Switchable CAR T cell strategy against osteosarcoma

Abstract

Immunotherapy with chimeric antigen receptor T (CAR T) cells has changed the treatment of hematological malignances, but they are still a challenge for solid tumors, including pediatric sarcomas. Here, we report a switchable CAR T cell strategy based on anti-FITC CAR T cells and a switch molecule conjugated with FITC for targeting osteosarcoma (OS) tumors. As a potential target, we analyzed the expression of B7-H3, an immune checkpoint inhibitor, in OS cell lines.
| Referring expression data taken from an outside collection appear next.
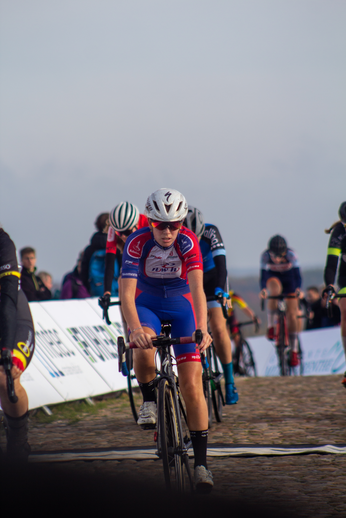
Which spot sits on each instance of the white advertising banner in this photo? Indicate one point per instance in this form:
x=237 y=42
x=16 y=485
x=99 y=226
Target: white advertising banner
x=322 y=350
x=94 y=339
x=39 y=390
x=59 y=360
x=76 y=354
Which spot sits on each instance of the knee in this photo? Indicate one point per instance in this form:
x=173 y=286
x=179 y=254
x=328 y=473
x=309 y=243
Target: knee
x=220 y=333
x=274 y=286
x=192 y=390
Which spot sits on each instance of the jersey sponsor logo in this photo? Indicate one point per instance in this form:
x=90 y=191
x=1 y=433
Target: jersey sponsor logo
x=194 y=267
x=279 y=268
x=163 y=263
x=127 y=274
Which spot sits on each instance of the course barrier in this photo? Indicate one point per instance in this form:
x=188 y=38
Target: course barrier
x=76 y=354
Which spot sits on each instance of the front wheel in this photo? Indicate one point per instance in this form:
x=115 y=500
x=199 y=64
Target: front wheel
x=207 y=387
x=170 y=441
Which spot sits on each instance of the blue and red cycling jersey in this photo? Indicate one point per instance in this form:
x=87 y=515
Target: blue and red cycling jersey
x=158 y=270
x=163 y=291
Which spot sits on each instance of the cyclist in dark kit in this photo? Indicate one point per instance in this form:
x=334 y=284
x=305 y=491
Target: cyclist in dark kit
x=336 y=255
x=17 y=335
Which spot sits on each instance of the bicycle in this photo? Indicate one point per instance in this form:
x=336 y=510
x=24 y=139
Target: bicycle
x=212 y=376
x=6 y=362
x=172 y=436
x=331 y=295
x=282 y=345
x=243 y=361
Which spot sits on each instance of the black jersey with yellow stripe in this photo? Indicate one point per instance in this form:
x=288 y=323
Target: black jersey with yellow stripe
x=14 y=308
x=336 y=250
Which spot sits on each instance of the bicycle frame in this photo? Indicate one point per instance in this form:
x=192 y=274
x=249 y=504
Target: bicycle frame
x=166 y=375
x=6 y=362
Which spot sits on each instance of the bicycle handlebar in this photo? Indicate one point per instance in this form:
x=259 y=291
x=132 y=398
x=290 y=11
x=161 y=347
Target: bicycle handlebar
x=219 y=300
x=254 y=322
x=6 y=361
x=158 y=341
x=276 y=297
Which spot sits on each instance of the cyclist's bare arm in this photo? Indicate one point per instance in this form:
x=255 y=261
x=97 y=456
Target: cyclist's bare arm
x=195 y=278
x=137 y=335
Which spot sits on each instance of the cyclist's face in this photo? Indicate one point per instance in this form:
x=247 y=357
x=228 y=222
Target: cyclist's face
x=124 y=235
x=277 y=259
x=29 y=262
x=165 y=237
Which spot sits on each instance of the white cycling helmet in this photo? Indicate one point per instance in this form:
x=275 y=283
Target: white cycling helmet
x=124 y=216
x=166 y=205
x=194 y=221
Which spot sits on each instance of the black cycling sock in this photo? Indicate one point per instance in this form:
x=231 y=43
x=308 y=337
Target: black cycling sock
x=148 y=391
x=199 y=442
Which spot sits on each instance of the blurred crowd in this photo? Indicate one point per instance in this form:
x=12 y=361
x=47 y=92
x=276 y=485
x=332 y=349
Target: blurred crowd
x=86 y=280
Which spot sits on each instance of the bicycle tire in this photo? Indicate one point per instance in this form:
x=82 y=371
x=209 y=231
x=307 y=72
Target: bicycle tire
x=246 y=361
x=207 y=389
x=282 y=351
x=170 y=438
x=130 y=393
x=217 y=396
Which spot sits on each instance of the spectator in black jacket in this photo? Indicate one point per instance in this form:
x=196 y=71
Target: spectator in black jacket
x=317 y=313
x=31 y=284
x=97 y=242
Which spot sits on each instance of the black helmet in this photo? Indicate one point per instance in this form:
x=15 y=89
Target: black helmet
x=342 y=212
x=277 y=245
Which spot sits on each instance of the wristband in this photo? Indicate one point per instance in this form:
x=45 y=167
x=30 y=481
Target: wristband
x=136 y=329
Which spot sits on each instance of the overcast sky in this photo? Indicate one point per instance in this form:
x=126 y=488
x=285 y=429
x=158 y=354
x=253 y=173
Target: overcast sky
x=239 y=104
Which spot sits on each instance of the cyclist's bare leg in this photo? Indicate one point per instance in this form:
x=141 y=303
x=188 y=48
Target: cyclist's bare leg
x=342 y=306
x=221 y=339
x=144 y=361
x=16 y=417
x=190 y=382
x=223 y=348
x=22 y=405
x=292 y=322
x=274 y=288
x=191 y=386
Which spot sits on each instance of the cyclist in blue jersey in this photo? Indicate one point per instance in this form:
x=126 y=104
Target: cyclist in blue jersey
x=162 y=279
x=280 y=273
x=214 y=283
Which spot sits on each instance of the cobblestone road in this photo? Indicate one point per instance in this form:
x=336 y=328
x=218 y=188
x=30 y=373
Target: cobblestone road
x=271 y=411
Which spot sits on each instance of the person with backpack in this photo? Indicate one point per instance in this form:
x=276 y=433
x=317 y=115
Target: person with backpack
x=124 y=219
x=93 y=262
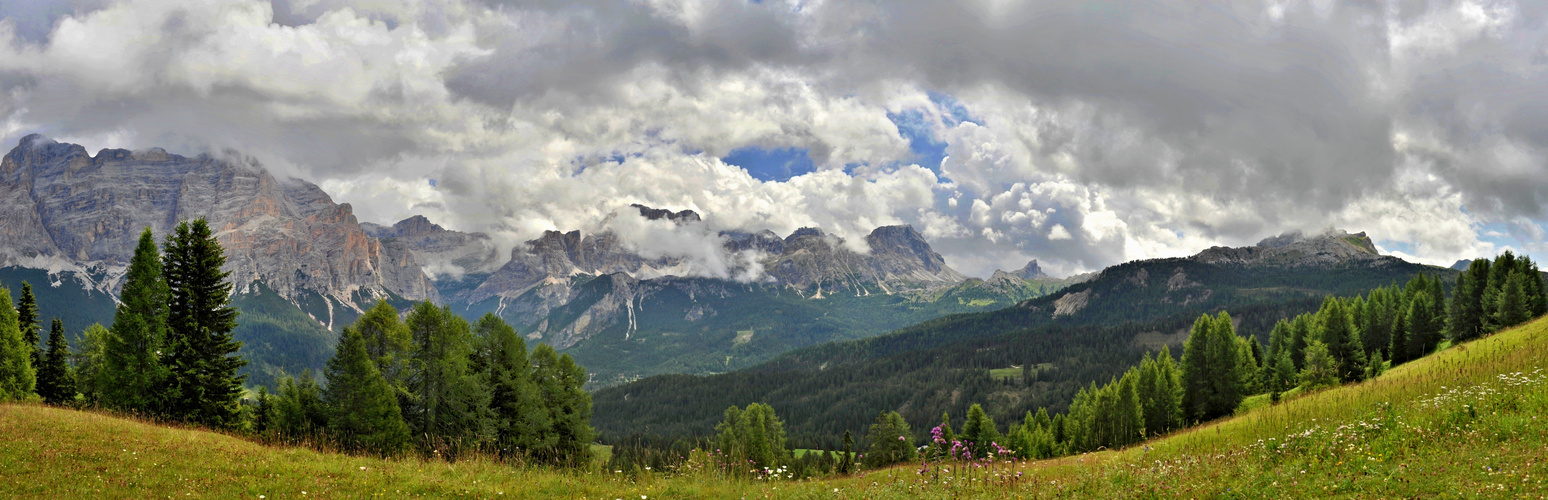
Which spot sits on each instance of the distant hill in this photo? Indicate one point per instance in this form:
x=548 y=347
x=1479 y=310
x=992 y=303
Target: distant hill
x=1014 y=359
x=304 y=267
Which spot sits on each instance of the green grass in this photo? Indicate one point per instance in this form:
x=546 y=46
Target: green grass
x=1469 y=421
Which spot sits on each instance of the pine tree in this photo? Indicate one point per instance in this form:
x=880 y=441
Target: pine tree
x=1198 y=392
x=1423 y=327
x=56 y=384
x=451 y=403
x=1513 y=308
x=1284 y=375
x=890 y=440
x=263 y=417
x=1400 y=338
x=847 y=463
x=30 y=322
x=1225 y=358
x=89 y=359
x=979 y=432
x=17 y=376
x=389 y=344
x=363 y=407
x=1341 y=339
x=203 y=381
x=559 y=381
x=1321 y=367
x=1160 y=393
x=517 y=406
x=133 y=375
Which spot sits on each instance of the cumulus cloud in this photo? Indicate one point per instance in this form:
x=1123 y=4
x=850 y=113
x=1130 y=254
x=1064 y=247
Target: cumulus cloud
x=1081 y=135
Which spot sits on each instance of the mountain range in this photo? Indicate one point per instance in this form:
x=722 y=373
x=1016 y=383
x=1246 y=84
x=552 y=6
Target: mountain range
x=304 y=267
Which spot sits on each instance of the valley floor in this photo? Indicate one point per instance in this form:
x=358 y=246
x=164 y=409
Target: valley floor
x=1469 y=421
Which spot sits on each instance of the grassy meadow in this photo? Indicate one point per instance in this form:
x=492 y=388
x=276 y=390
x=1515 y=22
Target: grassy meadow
x=1469 y=421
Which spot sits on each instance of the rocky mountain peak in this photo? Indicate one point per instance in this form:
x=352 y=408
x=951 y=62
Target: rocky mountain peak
x=660 y=214
x=61 y=203
x=1299 y=250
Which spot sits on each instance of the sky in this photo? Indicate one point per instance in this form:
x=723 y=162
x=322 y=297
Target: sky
x=1079 y=133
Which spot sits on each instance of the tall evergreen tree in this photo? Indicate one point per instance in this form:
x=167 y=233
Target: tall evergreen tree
x=1513 y=308
x=133 y=375
x=451 y=401
x=17 y=376
x=1423 y=328
x=1321 y=369
x=847 y=463
x=56 y=384
x=1198 y=390
x=31 y=324
x=1341 y=339
x=559 y=380
x=520 y=418
x=1160 y=393
x=979 y=432
x=203 y=363
x=890 y=441
x=89 y=359
x=363 y=407
x=389 y=344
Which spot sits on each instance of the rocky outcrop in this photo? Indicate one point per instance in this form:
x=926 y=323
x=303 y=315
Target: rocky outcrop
x=59 y=202
x=1297 y=250
x=440 y=251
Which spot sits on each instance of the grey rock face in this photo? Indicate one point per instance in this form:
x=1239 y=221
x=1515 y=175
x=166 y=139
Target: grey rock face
x=58 y=202
x=440 y=251
x=1296 y=250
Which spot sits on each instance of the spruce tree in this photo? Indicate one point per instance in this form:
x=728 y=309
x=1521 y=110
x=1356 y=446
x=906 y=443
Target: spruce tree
x=1513 y=308
x=890 y=440
x=17 y=376
x=847 y=463
x=363 y=407
x=389 y=344
x=1225 y=358
x=1198 y=390
x=1160 y=393
x=1400 y=338
x=89 y=359
x=979 y=432
x=451 y=401
x=520 y=418
x=1341 y=339
x=56 y=384
x=1321 y=369
x=1423 y=328
x=30 y=322
x=203 y=381
x=133 y=373
x=559 y=381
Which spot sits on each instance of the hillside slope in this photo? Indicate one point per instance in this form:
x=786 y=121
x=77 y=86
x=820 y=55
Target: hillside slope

In addition, we evaluate the capacity of an anti-B7-H3 monoclonal antibody conjugated with FITC (anti-B7-H3-FITC mAb) to control the antitumor activity of anti-FITC CAR T cells. The effector functions of anti-FITC CAR T cells against OS, measured in vitro by tumor cell killing activity and cytokine production, are dependent on the presence of the anti-B7-H3-FITC mAb switch. Moreover, OS cells stimulate anti-FITC CAR T cells migration. In vivo, anti-B7-H3 mAb penetrates in the tumor and binds 143B OS tumor cells. Furthermore, anti-FITC CAR T cells reach tumor region and exert antitumor effect in an OS NSG mouse model only in the presence of the switch molecule. We demonstrate that anti-B7-H3-FITC mAb redirects the cytotoxic activity of anti-FITC CAR T cells against OS tumors suggesting that switchable CAR T cell platforms might be a plausible strategy against OS.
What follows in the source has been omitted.